Review of film that formed part of the ‘0th’ Edition of the London East Asian Film Festival (LEAFF 2015)

“No police has ever touched one of the superrich,” team chief Oh (Oh Dal-su) tells his detective Seo Do-cheol (Hwang Jung-min) in Veteran.

Still, Ryoo Seung-wan‘s eleventh feature carefully teases out the points of contact between these two otherwise disparate groups, right from its opening sequence in which Do-cheol is seen posing as a pampered playboy in order to infiltrate a gang of luxury car heisters. Fearless in his determination to bring down criminals, yet lax when it comes to the finer points of the law, Do-cheol is a man of contradictions, utterly incorruptible yet capable of grievously harming bodies and even manufacturing evidence if it will aid his dogged pursuit of justice.

Aptly enough, Do-cheol will meet his nemesis, the young corporate heir Jo Tae-oh (Yoo Ah-in), at an afterparty for a TV cop show on which Do-cheol had served as an advisor, and which Tae-oh had bankrolled. For it is only really in the world of entertainment – including films like Veteran – that a lowly (and low-paid) policeman could come into such close collision with a member of the moneyed élites. Sure enough their continuing bump and grind will take place before CCTVs, cellphones and other recording devices, even as they both are shown, in a pair of parallel scenes, switching off cameras to conceal acts of violence from public scrutiny (the worst enemy of both, at least until the very end).

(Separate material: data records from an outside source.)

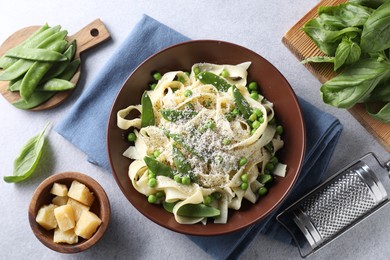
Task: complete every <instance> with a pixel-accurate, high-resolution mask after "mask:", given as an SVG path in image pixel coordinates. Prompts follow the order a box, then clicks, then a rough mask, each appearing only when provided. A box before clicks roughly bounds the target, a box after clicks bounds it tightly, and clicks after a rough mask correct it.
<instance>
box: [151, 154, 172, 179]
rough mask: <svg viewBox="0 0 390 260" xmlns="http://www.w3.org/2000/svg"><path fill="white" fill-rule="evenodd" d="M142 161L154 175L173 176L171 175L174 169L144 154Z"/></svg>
mask: <svg viewBox="0 0 390 260" xmlns="http://www.w3.org/2000/svg"><path fill="white" fill-rule="evenodd" d="M144 162H145V163H146V166H148V169H149V170H151V171H152V172H153V173H154V174H156V175H162V176H166V177H169V178H173V176H174V175H175V174H174V170H173V169H172V168H171V167H169V166H168V165H165V164H163V163H162V162H159V161H157V160H155V159H153V158H151V157H148V156H145V157H144Z"/></svg>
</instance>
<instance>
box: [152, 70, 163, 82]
mask: <svg viewBox="0 0 390 260" xmlns="http://www.w3.org/2000/svg"><path fill="white" fill-rule="evenodd" d="M161 77H162V76H161V73H160V72H155V73H153V78H154V79H155V80H160V79H161Z"/></svg>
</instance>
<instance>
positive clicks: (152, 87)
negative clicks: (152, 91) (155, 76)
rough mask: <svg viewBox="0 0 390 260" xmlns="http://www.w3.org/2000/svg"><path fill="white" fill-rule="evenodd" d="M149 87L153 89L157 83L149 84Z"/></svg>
mask: <svg viewBox="0 0 390 260" xmlns="http://www.w3.org/2000/svg"><path fill="white" fill-rule="evenodd" d="M149 87H150V89H151V90H155V89H156V87H157V83H153V84H150V85H149Z"/></svg>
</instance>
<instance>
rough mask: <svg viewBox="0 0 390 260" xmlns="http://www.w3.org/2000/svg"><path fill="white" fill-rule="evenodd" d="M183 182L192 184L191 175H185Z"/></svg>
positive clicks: (185, 183) (185, 184)
mask: <svg viewBox="0 0 390 260" xmlns="http://www.w3.org/2000/svg"><path fill="white" fill-rule="evenodd" d="M181 184H184V185H190V184H191V178H190V177H189V176H184V177H183V178H182V179H181Z"/></svg>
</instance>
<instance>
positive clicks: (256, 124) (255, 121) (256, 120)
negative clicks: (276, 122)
mask: <svg viewBox="0 0 390 260" xmlns="http://www.w3.org/2000/svg"><path fill="white" fill-rule="evenodd" d="M260 125H261V123H260V122H259V121H257V120H256V121H254V122H253V123H252V128H253V129H257V128H259V127H260Z"/></svg>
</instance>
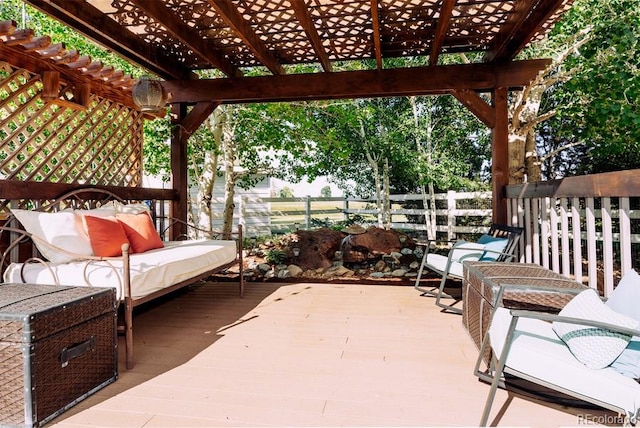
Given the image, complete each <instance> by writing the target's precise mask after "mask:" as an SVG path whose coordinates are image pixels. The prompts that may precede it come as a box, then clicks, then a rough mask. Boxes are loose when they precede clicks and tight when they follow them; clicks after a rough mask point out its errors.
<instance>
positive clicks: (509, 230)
mask: <svg viewBox="0 0 640 428" xmlns="http://www.w3.org/2000/svg"><path fill="white" fill-rule="evenodd" d="M523 231H524V229H523V228H521V227H516V226H507V225H501V224H495V223H494V224H492V225H491V227H490V228H489V231H488V232H487V233H486V234H484V235H482V236H481V237H480V238H479V239H478V241H476V242H467V241H458V242H456V243H455V244H454V245H453V247H452V248H451V249H450V250H449V253H448V254H447V255H446V256H444V255H440V254H435V253H431V252H429V247H430V244H431V243H432V242H433V241H430V242H428V243H426V244H425V251H424V256H423V257H422V263H421V265H420V269H419V270H418V277H417V278H416V283H415V288H416V289H417V290H419V291H422V295H423V296H424V295H429V296H435V297H436V305H438V306H439V307H441V308H443V309H445V310H447V311H451V312H454V313H457V314H461V313H462V309H460V308H457V307H455V306H454V305H455V304H456V303H457V302H458V300H456V301H454V302H453V303H452V304H445V303H442V302H441V299H443V298H450V299H453V297H452V296H450V295H449V294H447V293H445V292H444V287H445V284H446V282H447V279H449V278H451V279H456V280H462V278H463V269H462V262H464V261H476V260H478V261H492V262H495V261H497V262H510V261H512V259H513V258H514V253H515V250H516V248H517V246H518V241H519V240H520V236H521V235H522V232H523ZM425 268H426V269H429V270H432V271H434V272H436V273H438V275H440V276H441V278H442V279H441V280H440V286H439V288H437V289H436V288H431V289H429V288H424V287H421V286H420V278H421V277H422V272H423V271H424V269H425Z"/></svg>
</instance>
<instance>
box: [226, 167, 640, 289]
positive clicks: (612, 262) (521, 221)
mask: <svg viewBox="0 0 640 428" xmlns="http://www.w3.org/2000/svg"><path fill="white" fill-rule="evenodd" d="M639 194H640V170H631V171H620V172H612V173H605V174H594V175H588V176H578V177H570V178H565V179H561V180H554V181H547V182H541V183H528V184H524V185H517V186H508V187H507V188H506V192H505V195H506V198H507V202H508V204H507V205H508V209H509V213H508V214H509V224H511V225H518V226H521V227H524V228H525V233H524V237H523V239H522V240H521V241H520V247H519V251H518V257H519V261H521V262H527V263H536V264H540V265H542V266H545V267H547V268H549V269H551V270H553V271H555V272H557V273H560V274H562V275H564V276H567V277H570V278H575V279H576V280H577V281H580V282H582V283H585V284H588V285H589V286H591V287H594V288H597V289H598V290H599V291H600V292H601V293H603V294H604V295H605V296H606V295H608V294H609V293H610V292H611V290H613V288H614V287H615V284H616V283H617V281H618V279H619V278H620V276H621V275H623V274H624V273H625V272H626V271H628V270H629V269H632V268H636V269H640V195H639ZM491 197H492V195H491V193H490V192H473V193H463V192H460V193H458V192H453V191H451V192H447V193H443V194H438V195H436V205H437V210H436V214H437V225H436V231H437V232H438V236H439V237H440V238H443V239H449V240H454V239H459V238H465V237H466V236H468V235H473V234H480V233H482V232H484V231H486V230H487V228H488V226H489V225H490V223H491ZM413 201H415V202H416V203H417V204H416V208H406V207H403V206H401V203H402V205H406V204H405V203H411V202H413ZM421 201H422V195H392V196H391V202H392V210H391V227H392V228H394V229H397V230H404V231H410V232H413V233H414V234H416V235H420V236H421V237H424V236H425V235H426V233H425V230H426V226H425V222H424V218H423V216H424V211H423V209H422V208H419V207H421V206H422V204H421ZM236 206H237V210H238V211H237V213H238V214H237V215H236V221H239V222H242V223H243V224H244V225H245V228H246V230H247V232H248V235H249V236H255V235H265V234H271V233H286V232H290V231H293V230H295V229H297V228H301V229H305V228H315V227H319V226H321V225H326V226H330V225H332V224H335V223H336V222H340V221H344V220H346V219H348V218H350V217H352V216H355V215H359V216H362V218H363V219H364V222H365V223H366V224H377V215H378V211H377V209H376V205H375V201H374V200H372V199H344V198H310V197H306V198H260V197H256V196H243V197H242V198H239V200H238V201H237V203H236ZM421 217H422V218H421ZM409 219H412V220H413V221H409ZM214 225H215V221H214Z"/></svg>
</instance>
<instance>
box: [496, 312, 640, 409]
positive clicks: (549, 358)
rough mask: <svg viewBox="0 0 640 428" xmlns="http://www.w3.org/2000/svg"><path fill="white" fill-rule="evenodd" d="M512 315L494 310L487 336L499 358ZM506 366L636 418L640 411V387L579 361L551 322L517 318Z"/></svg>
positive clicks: (632, 380) (506, 334)
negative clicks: (619, 410) (560, 337)
mask: <svg viewBox="0 0 640 428" xmlns="http://www.w3.org/2000/svg"><path fill="white" fill-rule="evenodd" d="M510 322H511V314H510V313H509V310H508V309H505V308H497V309H496V311H495V313H494V316H493V319H492V321H491V326H490V328H489V335H490V336H489V337H490V339H491V348H492V349H493V351H494V352H495V355H496V356H497V357H498V358H499V357H500V355H501V352H502V349H503V346H504V341H505V339H506V336H507V331H508V329H509V324H510ZM515 335H516V337H515V338H514V340H513V344H512V346H511V350H510V352H509V356H508V357H507V364H506V365H507V367H510V368H512V369H514V370H517V371H519V372H522V373H525V374H527V375H529V376H532V377H534V378H537V379H542V380H544V381H545V382H547V383H550V384H553V385H556V386H559V387H562V388H565V389H567V390H569V391H574V392H576V393H579V394H583V395H585V396H587V397H591V398H595V399H597V400H600V401H602V402H605V403H609V404H611V405H614V406H617V407H619V408H622V409H625V410H626V411H627V412H628V414H629V415H631V416H635V415H636V413H637V412H638V410H639V409H640V384H639V383H638V382H636V381H634V380H633V379H631V378H630V377H628V376H624V375H622V374H620V373H618V372H617V371H615V370H614V369H613V368H611V367H606V368H603V369H590V368H587V367H586V366H585V365H584V364H582V363H581V362H580V361H578V360H577V359H576V358H575V357H574V356H573V354H571V351H570V350H569V348H568V347H567V346H566V345H565V343H564V342H562V341H561V340H560V339H559V338H558V336H557V335H556V333H555V332H554V331H553V329H552V327H551V323H548V322H545V321H540V320H534V319H528V318H520V319H519V320H518V325H517V329H516V333H515Z"/></svg>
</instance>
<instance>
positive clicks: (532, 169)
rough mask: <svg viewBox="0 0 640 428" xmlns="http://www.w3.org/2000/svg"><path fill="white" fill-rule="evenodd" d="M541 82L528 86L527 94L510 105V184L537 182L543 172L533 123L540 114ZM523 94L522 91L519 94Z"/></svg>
mask: <svg viewBox="0 0 640 428" xmlns="http://www.w3.org/2000/svg"><path fill="white" fill-rule="evenodd" d="M546 89H547V86H546V85H544V84H539V83H538V84H535V85H534V86H532V87H530V88H528V89H527V92H526V94H527V96H526V97H515V99H516V100H519V102H518V103H515V104H512V105H511V106H510V108H509V110H510V112H509V113H510V116H511V124H510V126H509V184H521V183H524V182H525V181H527V182H535V181H540V180H541V177H542V172H541V170H540V162H539V157H538V150H537V148H536V142H535V125H536V124H537V123H538V119H539V117H540V104H541V102H542V95H543V93H544V91H545V90H546ZM521 95H522V94H521Z"/></svg>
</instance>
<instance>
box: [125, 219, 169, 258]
mask: <svg viewBox="0 0 640 428" xmlns="http://www.w3.org/2000/svg"><path fill="white" fill-rule="evenodd" d="M116 218H117V219H118V221H120V223H121V224H122V228H123V229H124V232H125V233H126V234H127V239H129V242H130V243H131V252H132V253H144V252H145V251H149V250H153V249H155V248H162V247H164V244H163V243H162V239H160V235H158V231H157V230H156V228H155V226H154V225H153V220H151V216H150V215H149V214H148V213H146V212H142V213H138V214H121V213H117V214H116Z"/></svg>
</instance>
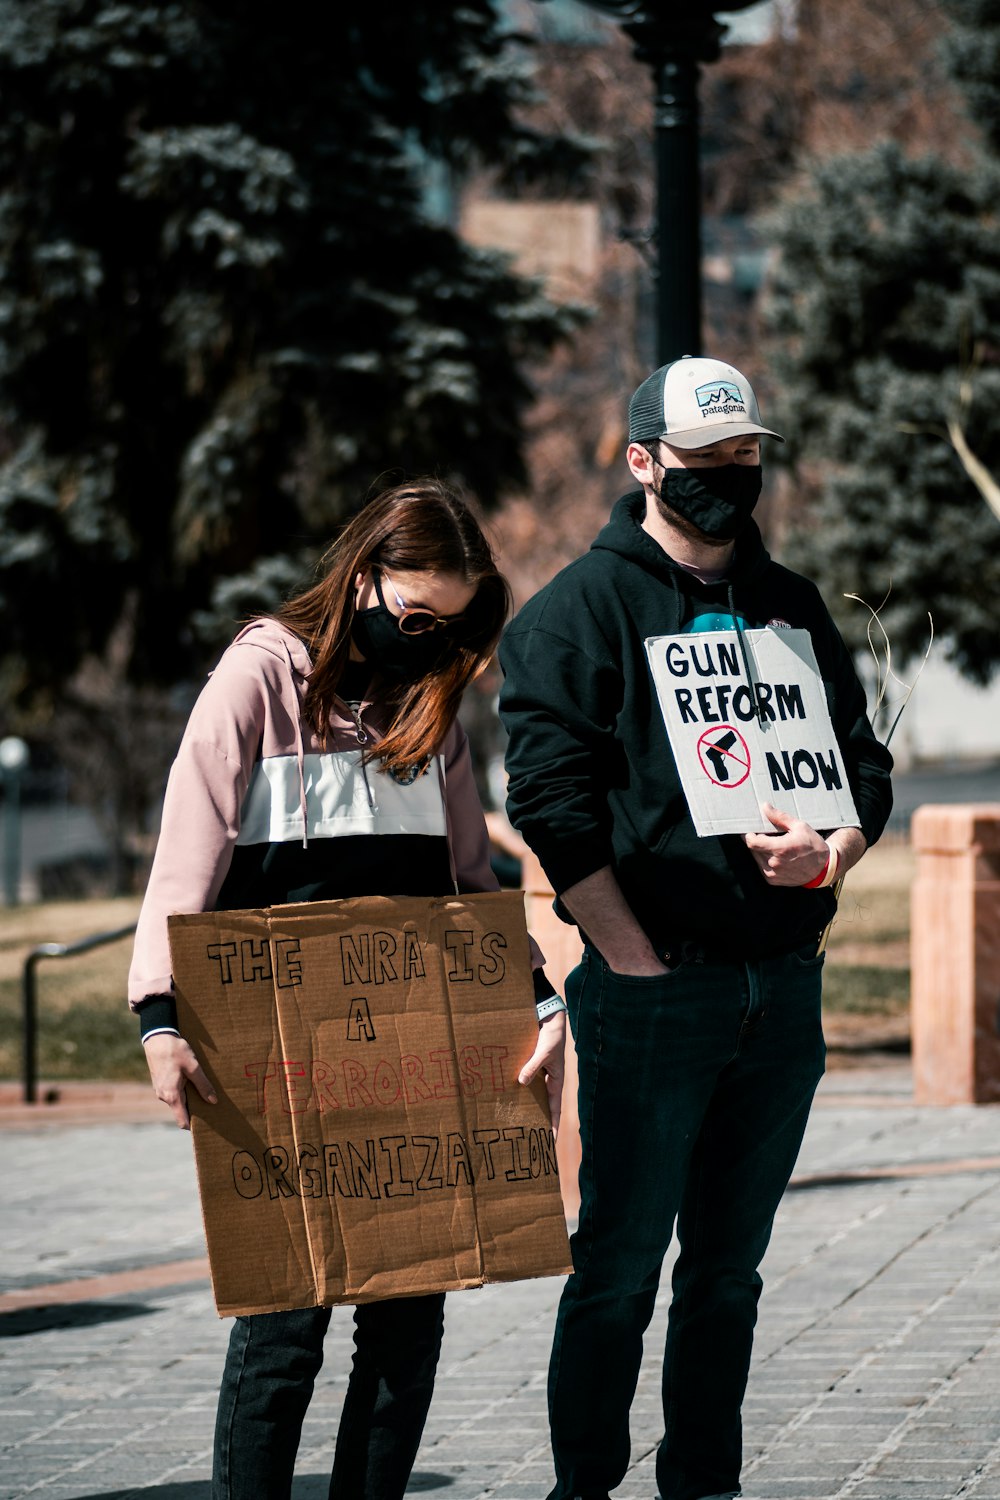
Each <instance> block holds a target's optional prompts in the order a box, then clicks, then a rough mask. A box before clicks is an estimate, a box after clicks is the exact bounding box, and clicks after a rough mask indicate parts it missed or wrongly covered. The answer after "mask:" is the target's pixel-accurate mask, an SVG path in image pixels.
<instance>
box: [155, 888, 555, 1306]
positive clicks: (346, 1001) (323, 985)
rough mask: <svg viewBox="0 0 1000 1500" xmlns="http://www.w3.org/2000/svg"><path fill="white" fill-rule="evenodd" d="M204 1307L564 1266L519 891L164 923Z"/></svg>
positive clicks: (498, 1277) (171, 917) (533, 1010)
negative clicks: (184, 1104)
mask: <svg viewBox="0 0 1000 1500" xmlns="http://www.w3.org/2000/svg"><path fill="white" fill-rule="evenodd" d="M169 941H171V954H172V966H174V986H175V990H177V1010H178V1016H180V1026H181V1032H183V1035H184V1037H186V1038H187V1040H189V1041H190V1044H192V1047H193V1049H195V1052H196V1055H198V1058H199V1061H201V1064H202V1067H204V1070H205V1073H207V1074H208V1077H210V1079H211V1083H213V1085H214V1089H216V1094H217V1095H219V1103H217V1104H214V1106H211V1104H205V1103H204V1101H202V1100H201V1098H199V1097H198V1095H196V1092H195V1091H193V1089H189V1091H187V1097H189V1104H190V1110H192V1130H193V1140H195V1160H196V1166H198V1184H199V1190H201V1205H202V1214H204V1220H205V1236H207V1241H208V1259H210V1265H211V1280H213V1287H214V1295H216V1307H217V1308H219V1313H220V1316H223V1317H225V1316H231V1314H243V1313H271V1311H279V1310H283V1308H297V1307H328V1305H331V1304H336V1302H367V1301H373V1299H379V1298H394V1296H417V1295H421V1293H427V1292H447V1290H454V1289H460V1287H477V1286H483V1284H484V1283H487V1281H517V1280H522V1278H528V1277H547V1275H561V1274H565V1272H568V1271H570V1269H571V1265H570V1251H568V1241H567V1232H565V1218H564V1209H562V1199H561V1194H559V1178H558V1169H556V1152H555V1143H553V1139H552V1128H550V1122H549V1109H547V1098H546V1091H544V1083H543V1080H541V1079H537V1080H535V1082H534V1083H532V1085H531V1088H525V1086H523V1085H520V1083H517V1073H519V1070H520V1067H522V1065H523V1064H525V1062H526V1059H528V1058H529V1056H531V1053H532V1050H534V1046H535V1040H537V1020H535V1010H534V995H532V983H531V957H529V950H528V935H526V930H525V913H523V897H522V894H520V892H511V891H504V892H489V894H481V895H462V897H442V898H423V897H391V898H390V897H364V898H358V900H349V901H309V903H304V904H300V906H273V907H270V909H265V910H244V912H207V913H199V915H190V916H171V918H169Z"/></svg>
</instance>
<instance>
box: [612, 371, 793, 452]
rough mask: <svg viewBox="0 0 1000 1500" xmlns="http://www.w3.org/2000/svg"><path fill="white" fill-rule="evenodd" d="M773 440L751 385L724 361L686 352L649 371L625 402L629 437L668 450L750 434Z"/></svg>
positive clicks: (753, 390)
mask: <svg viewBox="0 0 1000 1500" xmlns="http://www.w3.org/2000/svg"><path fill="white" fill-rule="evenodd" d="M754 432H757V434H760V435H762V437H765V438H777V440H778V443H784V438H783V437H781V434H780V432H772V431H771V428H762V426H760V411H759V408H757V398H756V396H754V389H753V386H751V384H750V381H748V380H747V377H745V375H741V372H739V371H738V369H733V366H732V365H724V363H723V360H703V359H696V357H694V356H691V354H685V356H684V359H681V360H673V363H672V365H661V366H660V369H658V371H654V372H652V375H648V377H646V380H645V381H643V383H642V386H640V387H639V390H637V392H636V395H634V396H633V399H631V401H630V402H628V441H630V443H642V441H643V440H645V438H664V441H667V443H669V444H670V447H673V449H700V447H703V446H705V444H706V443H721V440H723V438H742V437H747V435H750V434H754Z"/></svg>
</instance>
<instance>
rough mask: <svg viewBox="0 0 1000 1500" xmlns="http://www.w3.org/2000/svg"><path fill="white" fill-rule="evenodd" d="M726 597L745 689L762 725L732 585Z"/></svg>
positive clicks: (757, 715)
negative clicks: (738, 651) (738, 641)
mask: <svg viewBox="0 0 1000 1500" xmlns="http://www.w3.org/2000/svg"><path fill="white" fill-rule="evenodd" d="M726 597H727V600H729V612H730V615H732V616H733V624H735V625H736V639H738V640H739V652H741V655H742V658H744V672H745V673H747V687H748V688H750V702H751V703H753V709H754V717H756V718H757V723H759V724H763V715H762V711H760V699H759V696H757V679H756V678H754V673H753V672H751V667H750V652H748V651H747V642H745V640H744V627H742V625H741V622H739V615H738V613H736V603H735V600H733V585H732V583H727V585H726Z"/></svg>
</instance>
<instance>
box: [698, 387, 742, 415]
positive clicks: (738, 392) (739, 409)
mask: <svg viewBox="0 0 1000 1500" xmlns="http://www.w3.org/2000/svg"><path fill="white" fill-rule="evenodd" d="M694 398H696V401H697V404H699V407H700V408H702V416H703V417H729V416H733V413H738V411H742V413H744V414H745V413H747V407H745V404H744V393H742V392H741V389H739V386H736V384H733V381H727V380H724V381H717V383H715V384H712V386H699V387H696V392H694Z"/></svg>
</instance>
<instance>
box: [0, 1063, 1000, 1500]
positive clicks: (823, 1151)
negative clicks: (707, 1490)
mask: <svg viewBox="0 0 1000 1500" xmlns="http://www.w3.org/2000/svg"><path fill="white" fill-rule="evenodd" d="M57 1113H58V1112H49V1115H48V1116H43V1115H39V1113H37V1112H36V1113H34V1115H31V1116H28V1115H27V1112H24V1110H16V1109H12V1107H7V1109H0V1119H3V1121H4V1127H6V1128H4V1137H6V1151H4V1193H3V1215H1V1224H3V1227H1V1230H0V1245H1V1250H3V1262H1V1271H0V1292H3V1293H6V1296H4V1298H3V1299H1V1301H0V1440H1V1443H0V1446H1V1454H0V1500H21V1497H24V1496H37V1497H40V1500H112V1497H117V1500H121V1497H124V1496H132V1494H142V1496H147V1497H150V1500H208V1473H210V1451H211V1427H213V1419H214V1400H216V1388H217V1380H219V1371H220V1365H222V1358H223V1349H225V1340H226V1335H228V1323H222V1322H220V1320H219V1319H217V1317H216V1314H214V1308H213V1304H211V1296H210V1292H208V1286H207V1281H205V1280H204V1275H202V1269H204V1268H202V1265H201V1260H202V1257H204V1242H202V1236H201V1220H199V1211H198V1200H196V1188H195V1176H193V1166H192V1158H190V1142H189V1137H186V1136H183V1134H181V1133H180V1131H175V1130H174V1128H172V1125H169V1124H166V1122H163V1121H160V1119H159V1118H150V1116H148V1112H145V1113H144V1112H139V1115H138V1116H136V1118H130V1116H129V1112H127V1110H120V1112H118V1113H117V1115H115V1112H114V1110H102V1109H100V1107H93V1110H91V1113H90V1115H88V1116H87V1119H88V1121H90V1122H88V1124H82V1122H78V1118H75V1116H73V1115H72V1113H64V1115H63V1118H61V1119H60V1118H55V1116H57ZM763 1274H765V1296H763V1299H762V1310H760V1325H759V1334H757V1346H756V1355H754V1368H753V1373H751V1383H750V1394H748V1398H747V1407H745V1451H747V1463H745V1472H744V1490H745V1494H747V1497H748V1500H847V1497H850V1500H945V1497H948V1500H960V1497H961V1500H966V1497H969V1500H1000V1109H997V1107H978V1109H975V1107H957V1109H948V1110H931V1109H916V1107H915V1106H913V1104H912V1101H910V1094H909V1071H907V1070H906V1067H904V1065H900V1064H897V1065H886V1067H880V1068H862V1070H856V1071H843V1073H832V1074H831V1076H828V1079H826V1080H825V1083H823V1088H822V1091H820V1098H819V1103H817V1107H816V1110H814V1113H813V1119H811V1124H810V1130H808V1136H807V1142H805V1146H804V1151H802V1157H801V1161H799V1167H798V1172H796V1179H795V1184H793V1187H792V1190H790V1191H789V1193H787V1196H786V1199H784V1203H783V1206H781V1212H780V1217H778V1224H777V1229H775V1236H774V1242H772V1247H771V1250H769V1253H768V1259H766V1263H765V1268H763ZM94 1278H102V1280H94ZM192 1278H193V1280H192ZM666 1281H667V1277H664V1290H663V1292H661V1296H660V1302H658V1307H657V1316H655V1320H654V1326H652V1328H651V1331H649V1337H648V1343H646V1347H648V1359H646V1364H645V1367H643V1374H642V1380H640V1386H639V1392H637V1397H636V1404H634V1412H633V1466H631V1469H630V1472H628V1475H627V1478H625V1481H624V1484H622V1485H621V1488H619V1490H618V1491H616V1496H619V1497H622V1500H639V1497H642V1500H652V1497H654V1496H655V1479H654V1451H655V1443H657V1439H658V1434H660V1409H658V1407H660V1394H658V1371H660V1350H661V1347H663V1329H664V1319H666ZM67 1284H72V1286H67ZM60 1287H63V1289H64V1292H63V1295H64V1298H66V1299H64V1301H58V1289H60ZM37 1289H48V1290H43V1292H39V1290H37ZM558 1293H559V1284H558V1283H556V1281H534V1283H519V1284H516V1286H504V1287H487V1289H483V1290H480V1292H466V1293H456V1295H453V1296H451V1298H450V1299H448V1310H447V1334H445V1346H444V1356H442V1364H441V1373H439V1380H438V1389H436V1395H435V1403H433V1407H432V1413H430V1421H429V1425H427V1431H426V1436H424V1443H423V1448H421V1451H420V1457H418V1461H417V1470H415V1475H414V1481H412V1485H411V1493H412V1494H429V1496H441V1500H487V1497H489V1500H493V1497H496V1500H543V1497H544V1496H546V1493H547V1488H549V1484H550V1463H549V1446H547V1436H546V1413H544V1380H546V1361H547V1353H549V1340H550V1334H552V1322H553V1313H555V1304H556V1299H558ZM33 1304H43V1305H40V1307H37V1305H33ZM349 1328H351V1314H349V1310H336V1313H334V1320H333V1326H331V1331H330V1337H328V1341H327V1362H325V1370H324V1373H322V1376H321V1382H319V1385H318V1389H316V1395H315V1398H313V1403H312V1407H310V1412H309V1416H307V1421H306V1430H304V1434H303V1445H301V1451H300V1463H298V1476H300V1478H298V1479H297V1484H295V1500H324V1497H325V1488H327V1478H325V1476H327V1475H328V1464H330V1454H331V1443H333V1437H334V1434H336V1424H337V1413H339V1406H340V1398H342V1394H343V1388H345V1380H346V1368H348V1362H349Z"/></svg>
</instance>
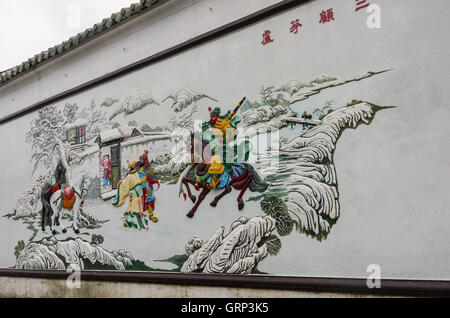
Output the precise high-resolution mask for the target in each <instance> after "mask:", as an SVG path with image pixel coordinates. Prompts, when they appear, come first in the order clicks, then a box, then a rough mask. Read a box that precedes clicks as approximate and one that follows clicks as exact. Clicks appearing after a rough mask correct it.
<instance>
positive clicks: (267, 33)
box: [261, 30, 274, 45]
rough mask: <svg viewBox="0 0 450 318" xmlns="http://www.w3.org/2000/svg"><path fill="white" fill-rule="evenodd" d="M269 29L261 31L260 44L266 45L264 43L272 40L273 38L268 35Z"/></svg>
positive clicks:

Do-cheol senses – correctly – that Tae-oh is trouble as soon as they meet, not least because Tae-oh puts on such a grotesque performance of the kind of behaviour that might be expected from someone so over-entitled and unrestrained. When Do-cheol’s friend Bae (Jung Woong-in), a unionised haulier on a mission to be duly paid for work that he has done, is left in a coma from an apparent suicide attempt following an encounter with Tae-oh, the detective’s investigations will take him right to the very top, leading to an inevitable, very public showdown between these two men of violence.

‘Veteran’ is a term used ironically in the film by Tae-oh of Do-cheol’s old-school toughness – yet the real veteran here is writer/director Ryoo who, with films like Die Bad (2000), The City of Violence (2006), The Unjust (2010) and The Berlin File (2013), has made thrillingly elaborate over-the-top action sequences his long-time stock in trade. Here he adds a welcome measure of humour to the mix, whether in the bumbling efforts of Do-cheol’s colleagues, or in the detective’s toxic relationship with his wife Joo-yeon (Jin Kyung). Aided by the dynamic choreography of long-time collaborator Jung Doo-hong, Ryoo takes the audience on an exciting, often very funny ride through Korea’s social divisions, class inequalities and rough justice, Gangnam-style or otherwise. Released in domestic cinemas in August, the film has already struck a chord with local audiences, and become the third biggest grossing Korean film of all time.